Travels through Conservation: Spring in Iraq

By Director of Conservation Lois Olcott Price

Anemones in Erbil

My travels through conservation have taken me a bit further afield this week. I am in Erbil, Iraq, working with the Iraqi Institute for the Conservation of Antiquities and Heritage (IICAH). It is my fourth trip to the Institute, but the first in the spring. The Institute is located in the Kurdish region of northern Iraq, a semi-autonomous region that is both peaceful and pro-American. Spring in Erbil is wonderful—everything is green, birds are singing everywhere, and anemones sweep across the walled garden in the rented house where the Institute’s academic director and visiting faculty live.

I spent yesterday teaching a class about the history and preservation of paper to the introductory students who come from institutions throughout Iraq.
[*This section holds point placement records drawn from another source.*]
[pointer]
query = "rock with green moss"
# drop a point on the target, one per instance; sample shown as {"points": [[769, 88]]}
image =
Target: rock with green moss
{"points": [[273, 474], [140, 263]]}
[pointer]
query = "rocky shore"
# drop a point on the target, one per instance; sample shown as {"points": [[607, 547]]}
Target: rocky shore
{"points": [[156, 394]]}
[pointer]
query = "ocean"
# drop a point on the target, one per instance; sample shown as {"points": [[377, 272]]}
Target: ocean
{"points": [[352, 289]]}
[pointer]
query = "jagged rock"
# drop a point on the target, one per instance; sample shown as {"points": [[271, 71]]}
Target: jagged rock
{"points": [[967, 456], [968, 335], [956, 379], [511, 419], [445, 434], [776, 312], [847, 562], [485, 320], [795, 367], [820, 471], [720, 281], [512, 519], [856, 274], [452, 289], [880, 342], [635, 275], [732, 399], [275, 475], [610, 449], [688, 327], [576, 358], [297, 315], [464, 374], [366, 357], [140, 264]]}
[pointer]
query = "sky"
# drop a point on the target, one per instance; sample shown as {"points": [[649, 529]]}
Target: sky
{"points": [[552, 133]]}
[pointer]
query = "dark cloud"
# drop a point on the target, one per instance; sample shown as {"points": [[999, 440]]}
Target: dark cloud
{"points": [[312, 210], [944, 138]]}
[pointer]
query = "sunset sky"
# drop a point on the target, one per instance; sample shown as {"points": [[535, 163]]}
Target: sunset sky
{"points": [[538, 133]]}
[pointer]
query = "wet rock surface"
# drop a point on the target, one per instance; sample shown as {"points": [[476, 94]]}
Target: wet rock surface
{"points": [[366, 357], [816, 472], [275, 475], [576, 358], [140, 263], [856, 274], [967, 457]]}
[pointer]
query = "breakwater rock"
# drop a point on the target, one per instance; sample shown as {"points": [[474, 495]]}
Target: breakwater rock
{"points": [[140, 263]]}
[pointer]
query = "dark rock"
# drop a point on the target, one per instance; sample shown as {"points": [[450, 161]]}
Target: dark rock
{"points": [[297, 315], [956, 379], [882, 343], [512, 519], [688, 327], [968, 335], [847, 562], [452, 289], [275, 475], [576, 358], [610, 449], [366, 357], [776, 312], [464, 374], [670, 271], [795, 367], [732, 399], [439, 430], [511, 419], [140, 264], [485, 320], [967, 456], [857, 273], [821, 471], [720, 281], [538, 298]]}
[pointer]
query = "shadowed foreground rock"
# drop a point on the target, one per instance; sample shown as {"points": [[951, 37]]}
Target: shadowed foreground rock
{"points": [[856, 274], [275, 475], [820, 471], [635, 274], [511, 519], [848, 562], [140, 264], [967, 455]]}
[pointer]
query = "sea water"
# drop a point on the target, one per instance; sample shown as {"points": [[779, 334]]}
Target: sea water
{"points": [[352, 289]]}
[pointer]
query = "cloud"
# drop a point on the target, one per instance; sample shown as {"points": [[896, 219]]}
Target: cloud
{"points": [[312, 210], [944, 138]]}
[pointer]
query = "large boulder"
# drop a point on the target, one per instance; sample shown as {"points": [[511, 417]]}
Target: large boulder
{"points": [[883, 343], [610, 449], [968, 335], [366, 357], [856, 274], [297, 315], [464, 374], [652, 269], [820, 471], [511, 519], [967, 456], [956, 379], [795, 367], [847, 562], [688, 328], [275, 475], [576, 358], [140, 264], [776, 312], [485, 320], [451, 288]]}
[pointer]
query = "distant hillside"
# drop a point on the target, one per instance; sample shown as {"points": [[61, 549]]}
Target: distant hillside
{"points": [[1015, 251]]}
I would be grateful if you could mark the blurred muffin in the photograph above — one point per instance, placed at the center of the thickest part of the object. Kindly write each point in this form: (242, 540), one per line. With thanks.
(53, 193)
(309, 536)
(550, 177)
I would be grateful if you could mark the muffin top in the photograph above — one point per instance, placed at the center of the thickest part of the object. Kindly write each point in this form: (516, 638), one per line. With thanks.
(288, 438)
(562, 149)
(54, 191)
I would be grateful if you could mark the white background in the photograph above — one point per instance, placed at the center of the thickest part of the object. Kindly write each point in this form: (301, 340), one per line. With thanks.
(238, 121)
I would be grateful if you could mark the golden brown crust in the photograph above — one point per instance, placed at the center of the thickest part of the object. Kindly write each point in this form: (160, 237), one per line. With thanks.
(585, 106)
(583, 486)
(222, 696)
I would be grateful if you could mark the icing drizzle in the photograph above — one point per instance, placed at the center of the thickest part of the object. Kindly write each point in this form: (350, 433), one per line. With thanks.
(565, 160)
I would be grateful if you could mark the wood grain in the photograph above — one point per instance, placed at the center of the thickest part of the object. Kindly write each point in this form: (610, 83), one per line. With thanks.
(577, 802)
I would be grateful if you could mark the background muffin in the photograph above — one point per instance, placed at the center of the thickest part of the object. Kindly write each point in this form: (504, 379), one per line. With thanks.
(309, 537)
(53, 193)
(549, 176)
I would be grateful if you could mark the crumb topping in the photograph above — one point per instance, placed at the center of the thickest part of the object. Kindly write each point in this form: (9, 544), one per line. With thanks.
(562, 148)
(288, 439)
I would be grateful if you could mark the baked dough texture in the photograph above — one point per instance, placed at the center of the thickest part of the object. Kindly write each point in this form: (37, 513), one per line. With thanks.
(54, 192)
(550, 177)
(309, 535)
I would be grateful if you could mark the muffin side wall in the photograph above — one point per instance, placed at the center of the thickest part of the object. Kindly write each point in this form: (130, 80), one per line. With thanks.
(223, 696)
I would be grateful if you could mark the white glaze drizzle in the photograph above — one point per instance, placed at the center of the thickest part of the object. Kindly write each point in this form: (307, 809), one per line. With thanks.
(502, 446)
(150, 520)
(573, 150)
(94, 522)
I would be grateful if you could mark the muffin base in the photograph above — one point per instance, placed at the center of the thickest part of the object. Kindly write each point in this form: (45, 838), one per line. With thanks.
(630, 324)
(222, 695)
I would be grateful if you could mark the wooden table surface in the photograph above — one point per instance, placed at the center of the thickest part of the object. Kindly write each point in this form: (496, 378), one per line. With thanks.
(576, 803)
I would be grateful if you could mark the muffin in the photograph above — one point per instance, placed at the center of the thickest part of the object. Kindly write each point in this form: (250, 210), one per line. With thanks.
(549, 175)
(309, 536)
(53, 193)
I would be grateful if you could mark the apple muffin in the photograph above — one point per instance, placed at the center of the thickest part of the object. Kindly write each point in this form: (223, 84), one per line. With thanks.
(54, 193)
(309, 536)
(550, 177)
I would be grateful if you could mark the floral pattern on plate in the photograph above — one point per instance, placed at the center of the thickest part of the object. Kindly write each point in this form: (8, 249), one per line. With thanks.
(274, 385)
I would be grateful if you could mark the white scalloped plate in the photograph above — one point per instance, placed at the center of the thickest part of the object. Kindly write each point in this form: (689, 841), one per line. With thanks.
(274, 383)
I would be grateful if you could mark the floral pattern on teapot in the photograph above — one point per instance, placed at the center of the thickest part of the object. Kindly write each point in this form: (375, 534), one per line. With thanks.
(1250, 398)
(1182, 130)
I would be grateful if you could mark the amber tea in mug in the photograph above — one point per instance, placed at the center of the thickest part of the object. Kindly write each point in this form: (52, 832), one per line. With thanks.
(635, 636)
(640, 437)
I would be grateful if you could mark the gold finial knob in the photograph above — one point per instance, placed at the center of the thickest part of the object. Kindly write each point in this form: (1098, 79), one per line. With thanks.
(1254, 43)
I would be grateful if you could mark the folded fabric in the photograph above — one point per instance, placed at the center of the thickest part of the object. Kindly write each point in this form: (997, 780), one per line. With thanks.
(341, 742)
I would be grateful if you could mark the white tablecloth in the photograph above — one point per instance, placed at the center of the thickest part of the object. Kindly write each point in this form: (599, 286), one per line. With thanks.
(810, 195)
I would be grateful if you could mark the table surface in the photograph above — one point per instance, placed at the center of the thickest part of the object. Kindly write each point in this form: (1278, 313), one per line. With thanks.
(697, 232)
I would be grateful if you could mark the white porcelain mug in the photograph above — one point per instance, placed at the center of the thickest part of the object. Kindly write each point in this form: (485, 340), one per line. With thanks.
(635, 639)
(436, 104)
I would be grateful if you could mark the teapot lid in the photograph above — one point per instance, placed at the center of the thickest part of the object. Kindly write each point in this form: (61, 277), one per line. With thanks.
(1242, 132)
They will spend six weeks here before returning to their home institutions to complete a practicum and spend a few weeks at home before returning to Erbil for the next session.

Making paper

As part of the class, we made paper as a means to enhance the students’ understanding of the material. We also tested various papers for pH and the presence of ground wood. The advanced students discussed the role and importance of archives documenting archeological excavations and then explored ways to help preserve these archives, including improved storage, surface cleaning, and relaxation of creased and rolled documents.

The students are very bright and eager for knowledge; they are a joy to teach. Their English improves daily, although my Arabic and Kurdish are still almost non-existent. Our translators are invaluable.